Antimicrobial peptides (AMPs) have been widely recognized as a promising solution to combat antimicrobial resistance of microorganisms due to the increasing abuse of antibiotics in medicine and agriculture around the globe. In this study, we propose UniAMP, a systematic prediction framework for discovering AMPs. We observe that feature vectors used in various existing studies constructed from peptide information, such as sequence, composition, and structure, can be augmented and even replaced by information inferred by deep learning models. Specifically, we use a feature vector with 2924 values inferred by two deep learning models, UniRep and ProtT5, to demonstrate that such inferred information of peptides suffice for the task, with the help of our proposed deep neural network model composed of fully connected layers and transformer encoders for predicting the antibacterial activity of peptides. Evaluation results demonstrate superior performance of our proposed model on both balanced benchmark datasets and imbalanced test datasets compared with existing studies. Subsequently, we analyze the relations among peptide sequences, manually extracted features, and automatically inferred information by deep learning models, leading to observations that the inferred information is more comprehensive and non-redundant for the task of predicting AMPs. Moreover, this approach alleviates the impact of the scarcity of positive data and demonstrates great potential in future research and applications.
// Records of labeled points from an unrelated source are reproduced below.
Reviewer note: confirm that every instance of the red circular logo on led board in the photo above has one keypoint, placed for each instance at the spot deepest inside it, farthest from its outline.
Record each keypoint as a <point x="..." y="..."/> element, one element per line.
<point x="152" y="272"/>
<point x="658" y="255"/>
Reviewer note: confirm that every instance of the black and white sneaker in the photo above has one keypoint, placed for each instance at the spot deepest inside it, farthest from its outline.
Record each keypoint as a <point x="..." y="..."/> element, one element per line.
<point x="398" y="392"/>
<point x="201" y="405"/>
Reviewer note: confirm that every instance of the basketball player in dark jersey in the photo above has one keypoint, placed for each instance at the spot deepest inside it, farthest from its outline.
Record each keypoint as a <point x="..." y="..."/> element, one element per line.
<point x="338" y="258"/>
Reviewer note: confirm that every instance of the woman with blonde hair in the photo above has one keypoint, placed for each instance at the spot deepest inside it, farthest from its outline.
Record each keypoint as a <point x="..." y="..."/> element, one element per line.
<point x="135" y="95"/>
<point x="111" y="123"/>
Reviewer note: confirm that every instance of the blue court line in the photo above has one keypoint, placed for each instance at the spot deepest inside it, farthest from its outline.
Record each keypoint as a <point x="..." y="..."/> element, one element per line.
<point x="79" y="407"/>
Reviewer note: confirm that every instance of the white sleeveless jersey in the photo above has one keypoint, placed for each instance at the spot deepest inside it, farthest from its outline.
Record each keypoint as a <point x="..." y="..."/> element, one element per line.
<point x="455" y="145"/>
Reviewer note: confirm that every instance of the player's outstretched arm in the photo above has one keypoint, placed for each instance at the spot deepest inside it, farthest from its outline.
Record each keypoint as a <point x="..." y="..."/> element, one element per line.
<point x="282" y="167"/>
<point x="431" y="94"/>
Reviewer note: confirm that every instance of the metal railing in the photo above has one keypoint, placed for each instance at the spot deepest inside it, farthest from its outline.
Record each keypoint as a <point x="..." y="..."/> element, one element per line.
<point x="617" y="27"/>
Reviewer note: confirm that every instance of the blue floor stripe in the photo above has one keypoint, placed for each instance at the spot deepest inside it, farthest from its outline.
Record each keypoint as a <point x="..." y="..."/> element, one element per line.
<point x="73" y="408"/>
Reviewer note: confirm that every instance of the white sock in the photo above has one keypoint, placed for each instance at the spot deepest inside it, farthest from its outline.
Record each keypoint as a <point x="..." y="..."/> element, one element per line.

由于全球医学和农业领域抗生素的滥用日益严重,抗菌肽(AMPs)已被广泛认为是对抗微生物抗药性的一种有前景的解决方案。在本研究中,我们提出了UniAMP,这是一个用于发现抗菌肽的系统预测框架。我们观察到,各种现有研究中使用的由肽信息(如序列、组成和结构)构建的特征向量,可以通过深度学习模型推断出的信息进行扩充甚至替代。具体而言,我们使用由两个深度学习模型UniRep和ProtT5推断出的具有2924个值的特征向量,借助我们提出的由全连接层和Transformer编码器组成的深度神经网络模型来预测肽的抗菌活性,以证明此类肽的推断信息足以完成该任务。评估结果表明,与现有研究相比,我们提出的模型在平衡基准数据集和不平衡测试数据集上均具有卓越的性能。随后,我们分析了肽序列、手动提取的特征以及深度学习模型自动推断的信息之间的关系,得出的观察结果是,推断出的信息对于预测抗菌肽的任务而言更全面且无冗余。此外,这种方法减轻了阳性数据稀缺的影响,并在未来的研究和应用中展现出巨大潜力。